Pope urges Czechs to reclaim Christian heritage

VATICAN CITY (RNS) Visiting the Czech Republic 20 years after a Velvet Revolution overthrew the nation’s communist regime, Pope Benedict XVI called on one of the world’s most secular societies to reclaim its Christian heritage as the basis for “true freedom.” “True freedom presupposes the search for truth — for the true good — and […]

VATICAN CITY (RNS) Visiting the Czech Republic 20 years after a Velvet Revolution overthrew the nation’s communist regime, Pope Benedict XVI called on one of the world’s most secular societies to reclaim its Christian heritage as the basis for “true freedom.”

“True freedom presupposes the search for truth — for the true good — and hence finds its fulfillment precisely in knowing and doing what is right and just,” Benedict told a gathering of politicians and diplomats in Prague on Saturday (Sept. 26), the first day of a three-day papal visit.

“For Christians, truth has a name: God,” he said. “And goodness has a face: Jesus Christ.”


The trip was Benedict’s 13th outside of Italy as pope, and his second to a former Soviet Bloc state, after Poland in 2006.

Yet unlike Poland, where the Catholic Church was a powerful force of resistance against Communism and remains influential today, the Czech Republic has a long tradition of secularism which has grown only stronger over the last two decades.

More than half of the country’s population of 10 million espouses no religion, and though about a third are baptized Catholics, church officials report than no more than 5 percent of those regularly attend Mass.

“I call upon all the citizens of this Republic to rediscover the Christian traditions which have shaped their culture, and I invite the Christian community to continue to make its voice heard,” Benedict said at an airport ceremony upon his arrival in Prague.

Yet the pope made clear that his message was aimed beyond the country’s borders to Europe as a whole.

“I wish to underline the irreplaceable role of Christianity for the formation of the conscience of each generation and the promotion of a basic ethical consensus that serves every person who calls this continent home,” he told an audience of politicians on Saturday.


Benedict has made reaffirming the Christian roots of European culture one of the central themes of his papacy.

Speaking on Sunday (Sept. 27) to academic leaders gathered at Prague Castle, the pope argued that “radical secularism” undermines the possibility of an inclusive, harmonious society.

“An understanding of reason that is deaf to the divine, and which relegates religions into the realm of subcultures, is incapable of entering into the dialogue of cultures that our world so urgently needs,” Benedict said.

The pope’s largest crowds came out for a Sunday morning Mass at an airport outside Brno, the country’s second-largest city, in the traditionally Catholic region of Moravia.
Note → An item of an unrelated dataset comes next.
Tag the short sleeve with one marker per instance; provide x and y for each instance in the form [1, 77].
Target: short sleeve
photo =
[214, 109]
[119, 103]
The estimated 120,000 in attendance included visitors from neighboring Austria, Germany, Poland and Slovakia.

“Man needs to be liberated from material oppressions, but more profoundly, he must be saved from the evils that afflict the spirit,” the pope said in his homily, which he delivered in Italian after a few opening words in Czech.

Benedict spoke in English or Italian at all his appearances in the Czech Republic, rather than his native German, perhaps out of sensitivity to historical tensions stemming from the Nazi occupation during World War II and earlier centuries of rule by German-speaking Hapsburg emperors.